In slew of reform measures, Sebi plans to tighten its settlement norms by making the suspected defaulters pay more for any delay on their part, while fresh steps would be taken to popularise new investment vehicles like municipal bonds, REITs and InvITs.
Also among the proposed measures, which are to be considered by Sebi board during its meeting on January 14, is allowing mutual funds to invest in a new class of ‘Alternative Securities’, which would initially comprise of Real Estate and Infrastructure Investment Trusts.
Defaulters, whose application for settlement of cases are delayed, would soon be required to pay a non-refundable amount of Rs 2,000 seeking condonation of the delay. Further, such entities would have to pay additional money in case there is more than 60 days delay in applying for settlement, a senior official said.
Currently, settlement applications at pre-show cause notice stage and on suo-moto basis are treated equally. Pre- show cause notice in instances such as during investigation or on issue of settlement notice after completion of probe and before initiation of enforcement action.
As a result, the official said there is little incentive for defaulters to come forward on their own before investigation or enforcement action.
Among others, defaulters would be given 15 days time from the date of intimation of settlement amount to remit the same.

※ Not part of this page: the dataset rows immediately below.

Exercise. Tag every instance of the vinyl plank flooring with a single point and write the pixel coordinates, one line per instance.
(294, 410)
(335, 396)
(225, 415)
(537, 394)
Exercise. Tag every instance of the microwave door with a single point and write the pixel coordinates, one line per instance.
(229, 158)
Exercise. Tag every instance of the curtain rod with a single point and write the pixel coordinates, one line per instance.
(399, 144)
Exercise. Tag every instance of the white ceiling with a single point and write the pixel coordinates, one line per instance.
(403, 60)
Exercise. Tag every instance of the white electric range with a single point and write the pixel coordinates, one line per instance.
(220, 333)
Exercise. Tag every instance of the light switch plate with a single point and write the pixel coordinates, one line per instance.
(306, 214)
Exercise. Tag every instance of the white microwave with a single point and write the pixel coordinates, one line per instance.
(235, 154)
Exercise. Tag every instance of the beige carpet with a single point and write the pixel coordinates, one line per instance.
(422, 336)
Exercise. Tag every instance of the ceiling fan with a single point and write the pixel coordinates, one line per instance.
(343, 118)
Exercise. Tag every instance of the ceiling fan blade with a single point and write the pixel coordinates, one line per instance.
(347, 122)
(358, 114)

The Proceeding Conversion Factor (PCF), used to arrive at the settlement amount, would be lower for entities filing voluntary or suo-moto settlement applications. With respect to cases of fraudulent and unfair trade practices, the reduction in PCF would be decided on the basis of evidence, disclosure and assistance provided during the investigation.
The rules pertaining to calculation of the indicative amount for settlement are also likely to be amended.

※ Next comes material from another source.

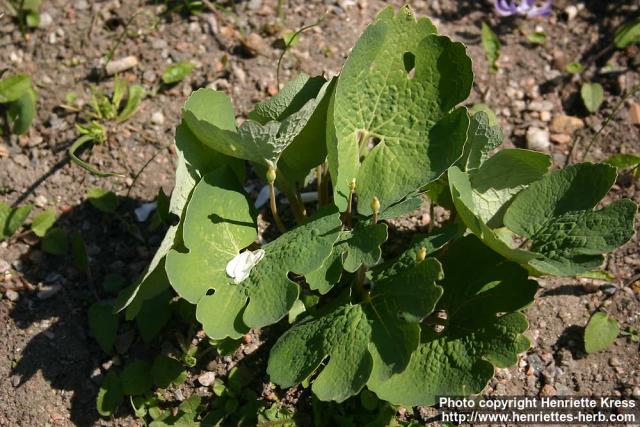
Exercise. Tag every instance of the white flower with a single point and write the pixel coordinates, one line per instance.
(240, 266)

In order to provide diversified options for investors, Sebi has proposed ‘Alternative Securities’ as a new asset class for investments by mutual funds. For now, it would have only REITs and InvITs.

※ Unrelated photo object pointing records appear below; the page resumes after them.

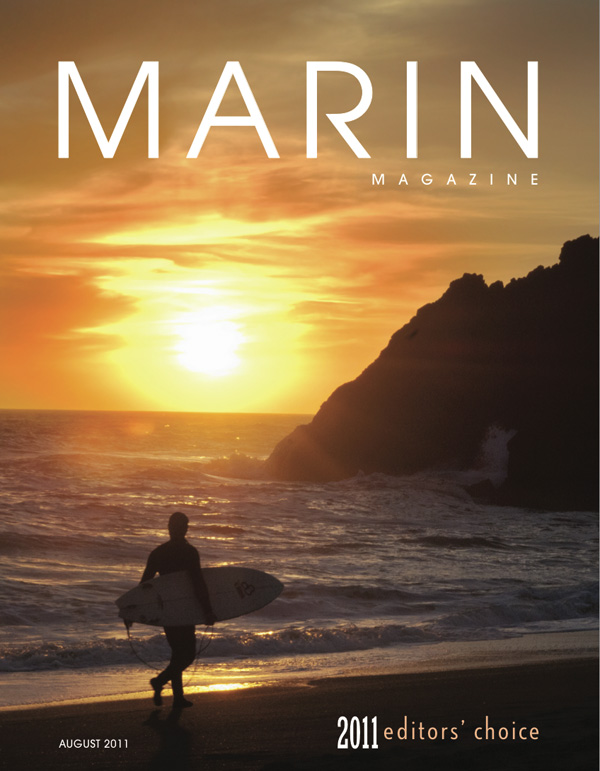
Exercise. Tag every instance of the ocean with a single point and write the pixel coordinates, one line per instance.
(377, 570)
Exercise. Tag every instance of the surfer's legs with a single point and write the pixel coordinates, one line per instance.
(182, 640)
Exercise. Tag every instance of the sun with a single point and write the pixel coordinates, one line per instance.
(209, 346)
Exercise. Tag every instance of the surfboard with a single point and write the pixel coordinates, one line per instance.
(169, 600)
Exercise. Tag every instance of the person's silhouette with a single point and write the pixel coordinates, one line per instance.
(177, 554)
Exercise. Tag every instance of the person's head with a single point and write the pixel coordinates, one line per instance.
(178, 523)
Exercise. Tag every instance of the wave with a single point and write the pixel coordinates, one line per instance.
(464, 542)
(577, 607)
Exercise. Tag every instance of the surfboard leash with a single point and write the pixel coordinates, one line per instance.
(199, 650)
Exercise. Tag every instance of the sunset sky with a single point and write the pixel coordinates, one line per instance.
(234, 282)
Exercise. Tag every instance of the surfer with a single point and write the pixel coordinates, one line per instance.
(170, 557)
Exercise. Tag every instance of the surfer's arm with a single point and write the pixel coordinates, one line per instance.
(150, 570)
(202, 592)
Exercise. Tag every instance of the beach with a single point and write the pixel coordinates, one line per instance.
(499, 716)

The move is likely to help in attracting more number of investors into Real Estate and Infrastructure Investment Trusts.
A mutual fund would be permitted to invest only up to five per cent of their net asset value in units of a single issuer of alternative securities. The limit would be 10 per cent for total exposure to alternative securities. These caps would not be applicable in case of index funds.
To boost municipal bonds, also known as muni bonds, Sebi is planning to amend the relevant regulations in order to provide a criteria that is alternative to ‘net worth’ of the municipalities.
The concept of net worth basically applies to a corporate entity and might not be applicable to a municipality in absolute terms. To gauge the financial capacity of a municipality, an alternative criteria is being worked out, the official said.
According to the proposal, a municipality planning to issue bonds should not have negative net worth or material deficit as per its income and expenditure statement for three preceding financial years. Sebi could also come out with any financial criteria from time to time. The board, during its meeting this week, would also discuss the status of amendments to regulations related to REITs and InvITs.
Amendments to these regulations were notified in November last year and subsequently two InvITs have filed their offer documents with Sebi.
Sebi to go digital on all payments
New Delhi: Joining forces with the government on the post-demonetisation cashless drive, markets regulator Sebi plans to give an option to all market intermediaries and companies to make their regulatory payments in digital mode. The move would help in speedy and easy transactions, while reducing failures due to payment gateway issues. Sebi would consider a proposal in this regard this week, sources said. The move comes following the demonetisation of high-value currency by RBI in November. Many of the intermediaries such as brokers, FPIs, stock exchanges, custodians make payments to Sebi through online banking.